Here, we can we see the normalized root mean error values, samplings, time for which it was run and different hyperparameters.
Best Model Summary
Step 12
Finally, as the model stops after the training time, we can obtain the names of the best algorithms. Here, its SparseNormalizer and RandomForest. We can see the normalized room mean squared error value is 0.08652 which is better than other algorithms in comparison.
We can also view the hyperparameters details with data transformation and training algorithms code.
Data transformation:
{
"class_name": "SparseNormalizer",
"module": "automl.client.core.common.model_wrappers",
"param_args": [],
"param_kwargs": {
"norm": "max"
},
"prepared_kwargs": {},
"spec_class": "preproc"
}
Training algorithm:
{
"class_name": "RandomForestRegressor",
"module": "sklearn.ensemble",
"param_args": [],
"param_kwargs": {
"bootstrap": false,
"criterion": "mse",
"max_features": 0.4,
"min_samples_leaf": 0.001953125,
"min_samples_split": 0.005285388593079247,
"n_estimators": 25
},
"prepared_kwargs": {},
"spec_class": "sklearn"
}
Visualization
Step 13
We can also view the run metrics and plot the graph for different error value, predicted values, residuals and explained variance.
Graph: Residual Histogram - Bin Count VS Residuals
Also, we can view the Data Transformation graph of the algorithms with the illustration of data preprocessing, scaling techniques and feature engineering which the Azure Automated ML used to generate the best model.
Test Model
Step 14
We can also click on Test Results, select the compute cluster and add in the dataset to test out the output.
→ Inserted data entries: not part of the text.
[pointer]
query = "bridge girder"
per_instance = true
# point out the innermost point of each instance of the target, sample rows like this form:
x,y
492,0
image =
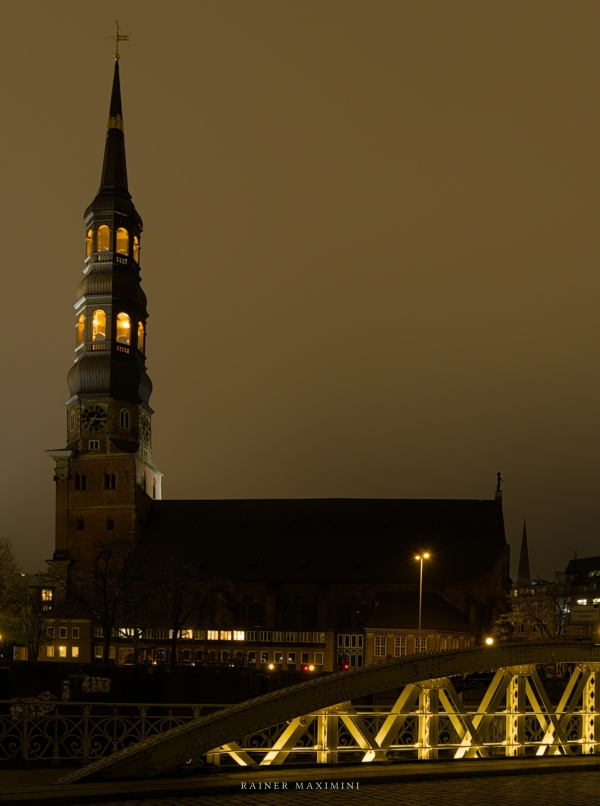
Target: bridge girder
x,y
431,671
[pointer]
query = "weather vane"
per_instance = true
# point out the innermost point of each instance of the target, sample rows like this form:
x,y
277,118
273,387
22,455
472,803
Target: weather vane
x,y
118,38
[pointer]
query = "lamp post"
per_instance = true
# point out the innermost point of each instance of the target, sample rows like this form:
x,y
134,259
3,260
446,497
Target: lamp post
x,y
420,557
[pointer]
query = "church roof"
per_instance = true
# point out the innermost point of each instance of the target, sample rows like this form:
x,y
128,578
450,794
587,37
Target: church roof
x,y
399,610
329,539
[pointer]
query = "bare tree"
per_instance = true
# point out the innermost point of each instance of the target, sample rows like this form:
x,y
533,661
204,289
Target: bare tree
x,y
535,615
107,592
184,598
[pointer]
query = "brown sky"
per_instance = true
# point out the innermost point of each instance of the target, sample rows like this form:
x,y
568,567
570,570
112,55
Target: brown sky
x,y
370,249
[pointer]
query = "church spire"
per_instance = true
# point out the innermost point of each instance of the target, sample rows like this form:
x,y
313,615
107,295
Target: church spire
x,y
523,574
114,168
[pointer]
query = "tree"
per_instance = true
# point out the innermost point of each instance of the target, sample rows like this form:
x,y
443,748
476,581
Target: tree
x,y
185,598
534,614
110,591
24,618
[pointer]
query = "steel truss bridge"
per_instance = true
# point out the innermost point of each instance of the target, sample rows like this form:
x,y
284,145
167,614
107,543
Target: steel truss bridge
x,y
316,721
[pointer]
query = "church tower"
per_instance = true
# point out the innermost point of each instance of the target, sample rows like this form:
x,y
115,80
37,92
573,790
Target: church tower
x,y
106,478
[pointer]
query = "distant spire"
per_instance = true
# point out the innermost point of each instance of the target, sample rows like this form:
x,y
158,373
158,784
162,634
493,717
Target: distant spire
x,y
114,169
523,574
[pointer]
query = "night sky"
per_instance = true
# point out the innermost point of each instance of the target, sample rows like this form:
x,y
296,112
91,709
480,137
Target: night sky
x,y
370,249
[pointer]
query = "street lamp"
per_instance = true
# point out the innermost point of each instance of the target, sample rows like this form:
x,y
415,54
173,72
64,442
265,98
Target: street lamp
x,y
420,557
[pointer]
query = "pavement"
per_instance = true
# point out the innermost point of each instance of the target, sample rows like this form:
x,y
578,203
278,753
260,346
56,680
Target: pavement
x,y
41,787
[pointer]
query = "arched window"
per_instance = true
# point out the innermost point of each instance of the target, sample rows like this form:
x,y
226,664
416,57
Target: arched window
x,y
122,241
99,326
123,329
103,238
79,326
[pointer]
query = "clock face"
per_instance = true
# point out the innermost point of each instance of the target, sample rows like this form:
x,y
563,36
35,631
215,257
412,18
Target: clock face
x,y
94,418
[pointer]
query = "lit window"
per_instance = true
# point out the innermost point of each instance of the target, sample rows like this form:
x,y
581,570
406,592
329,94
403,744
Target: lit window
x,y
79,330
123,329
103,238
99,325
380,646
400,646
122,241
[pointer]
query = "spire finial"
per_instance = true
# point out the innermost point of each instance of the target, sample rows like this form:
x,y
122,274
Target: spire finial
x,y
118,38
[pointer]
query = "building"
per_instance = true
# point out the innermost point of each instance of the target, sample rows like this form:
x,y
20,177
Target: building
x,y
312,577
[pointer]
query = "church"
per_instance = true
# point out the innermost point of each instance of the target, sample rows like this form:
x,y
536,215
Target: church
x,y
319,583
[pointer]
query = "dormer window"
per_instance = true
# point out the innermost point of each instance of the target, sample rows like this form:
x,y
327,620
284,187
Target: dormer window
x,y
123,329
99,326
79,326
122,241
103,238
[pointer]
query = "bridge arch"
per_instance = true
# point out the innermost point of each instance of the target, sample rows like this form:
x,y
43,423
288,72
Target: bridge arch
x,y
424,678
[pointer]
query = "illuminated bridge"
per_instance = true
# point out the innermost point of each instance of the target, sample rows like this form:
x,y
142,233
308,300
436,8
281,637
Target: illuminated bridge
x,y
316,721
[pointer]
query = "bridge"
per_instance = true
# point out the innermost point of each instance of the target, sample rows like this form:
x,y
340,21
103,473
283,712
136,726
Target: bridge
x,y
317,721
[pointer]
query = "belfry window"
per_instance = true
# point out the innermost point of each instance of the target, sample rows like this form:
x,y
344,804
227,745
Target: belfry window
x,y
122,241
99,326
79,326
123,329
103,238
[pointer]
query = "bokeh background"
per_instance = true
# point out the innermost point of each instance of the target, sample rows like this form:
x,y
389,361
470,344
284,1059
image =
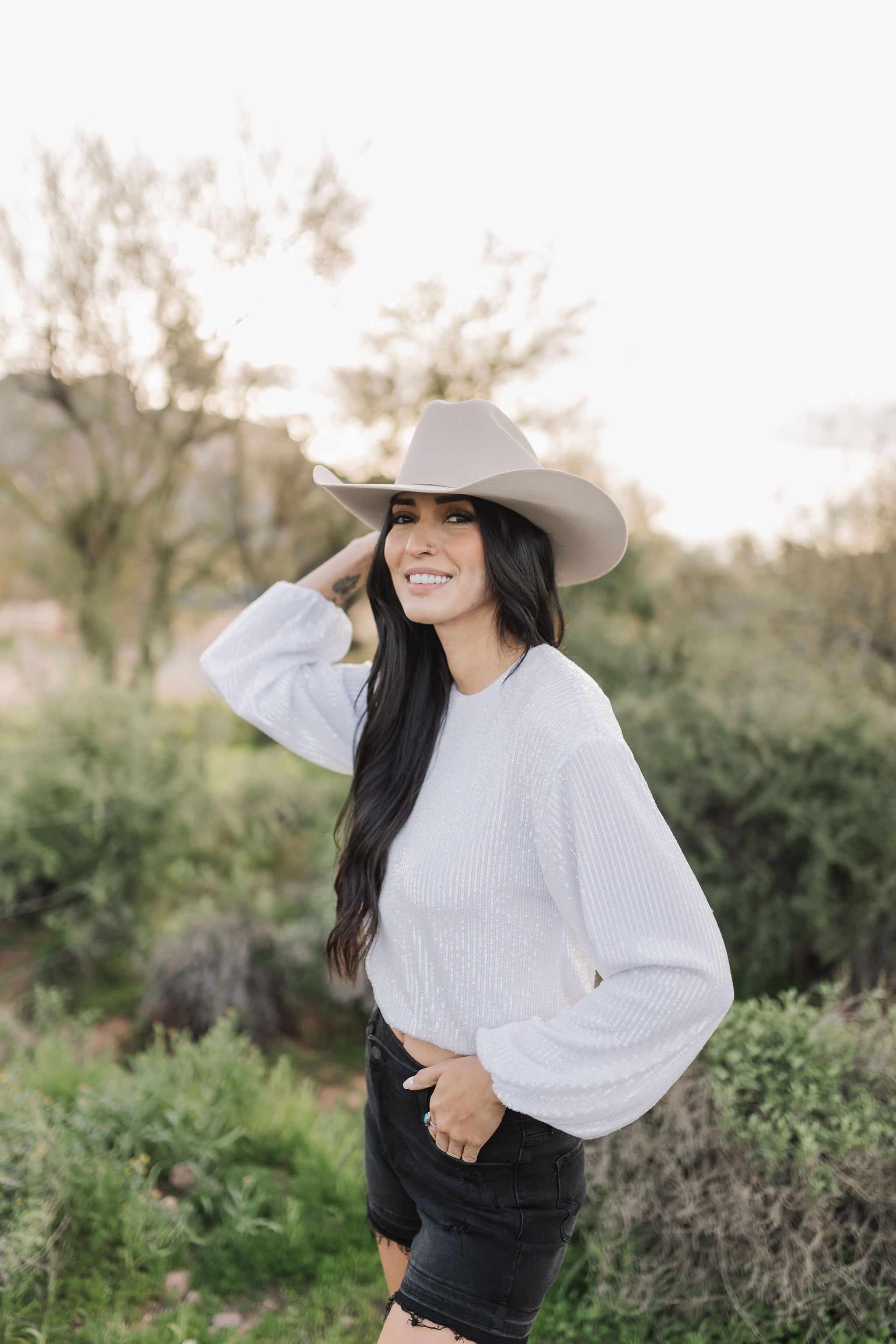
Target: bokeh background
x,y
235,242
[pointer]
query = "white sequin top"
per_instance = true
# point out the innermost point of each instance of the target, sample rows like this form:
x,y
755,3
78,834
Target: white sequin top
x,y
535,855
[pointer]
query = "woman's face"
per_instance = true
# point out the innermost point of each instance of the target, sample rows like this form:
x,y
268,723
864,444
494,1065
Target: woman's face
x,y
434,553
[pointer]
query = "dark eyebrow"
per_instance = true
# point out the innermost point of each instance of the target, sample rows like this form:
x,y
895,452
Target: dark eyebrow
x,y
440,499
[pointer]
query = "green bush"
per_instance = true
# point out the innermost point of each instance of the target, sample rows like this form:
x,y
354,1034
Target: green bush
x,y
122,823
96,805
89,1219
765,1184
790,833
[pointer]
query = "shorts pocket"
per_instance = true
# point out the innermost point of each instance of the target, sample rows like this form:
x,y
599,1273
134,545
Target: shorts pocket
x,y
571,1187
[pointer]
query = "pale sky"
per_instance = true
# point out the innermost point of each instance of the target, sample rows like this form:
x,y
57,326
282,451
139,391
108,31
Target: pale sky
x,y
718,176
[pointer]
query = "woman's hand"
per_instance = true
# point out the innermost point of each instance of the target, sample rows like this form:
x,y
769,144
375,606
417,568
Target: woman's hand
x,y
346,572
464,1109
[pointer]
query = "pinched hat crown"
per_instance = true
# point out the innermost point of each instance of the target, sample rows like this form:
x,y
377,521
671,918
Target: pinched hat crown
x,y
453,443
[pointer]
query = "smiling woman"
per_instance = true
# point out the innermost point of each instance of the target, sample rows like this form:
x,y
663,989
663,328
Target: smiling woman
x,y
499,846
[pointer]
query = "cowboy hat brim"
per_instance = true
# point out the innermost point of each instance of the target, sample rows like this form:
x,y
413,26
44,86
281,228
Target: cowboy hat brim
x,y
588,530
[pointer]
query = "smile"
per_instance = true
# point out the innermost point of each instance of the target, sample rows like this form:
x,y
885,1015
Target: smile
x,y
427,582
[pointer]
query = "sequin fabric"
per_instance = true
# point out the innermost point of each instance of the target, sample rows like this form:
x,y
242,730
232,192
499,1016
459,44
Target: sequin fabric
x,y
535,855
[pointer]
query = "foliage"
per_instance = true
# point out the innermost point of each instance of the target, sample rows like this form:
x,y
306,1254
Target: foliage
x,y
765,1179
706,1221
130,826
89,1221
96,803
426,349
126,441
790,830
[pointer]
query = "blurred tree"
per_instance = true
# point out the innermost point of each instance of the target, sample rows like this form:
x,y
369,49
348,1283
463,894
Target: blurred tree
x,y
840,585
124,432
426,349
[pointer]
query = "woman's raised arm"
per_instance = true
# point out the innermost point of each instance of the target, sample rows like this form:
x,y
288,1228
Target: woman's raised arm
x,y
279,666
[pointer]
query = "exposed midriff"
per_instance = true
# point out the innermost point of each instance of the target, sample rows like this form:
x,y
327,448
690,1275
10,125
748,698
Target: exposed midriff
x,y
425,1051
Remember, this testing dataset should always be different from the one we used to train.
Explanations of Important Features
Step 15
Some of the key functionality provided by Azure Machine Learning is the Aggregate feature importance explanations and visualizations for Automated ML. Here, simply choose the total no of important features you want to visualize and you can see the aggregate feature importance in a chart itself.
Here, we can see RM, NOX, PTRATIO and DIS which represents the average number of rooms per dwelling, nitric oxides concentration, pupil-teacher ratio in town, weighted distance of five Boston employment centers features in the dataset which looks logical.
Also, you can choose the explanation ID and explore other visualizations based upon each features too. Here, I’ve selected RM and Index and Y and X value respectively.
We can also see the global importance graph with each for the Top K Features in order. Here, I’ve selected 8 and we can see the 8 feature columns which is highly responsible for the prediction.
We can also view the model performance and evaluate it and see it through the graph.
Delete Resource
Step 16
Once, we are done with the use of the resources and our work is done, make sure you delete all the resources from the Azure Portal to save yourself from any charges to incur.
Click on Delete resource group and retype your resource name and then click on Delete.
Conclusion
Thus, in this article, we learned about Automated ML. We explored the Automated ML functionality offered by Azure Machine Learning Studio and went through a step-by-step process to implement Regression on Boston Housing Dataset. We used various algorithms such as Random Forest, Light GBM, XGBoost and Fast Linear Regressor. We then got our best algorithm and visualized the most important features using the Aggregator functionality. With this, we’ve learned to perform simultaneous processing of numerous algorithms for automated machine learning in Azure Machine Learning Studio to produce the best result.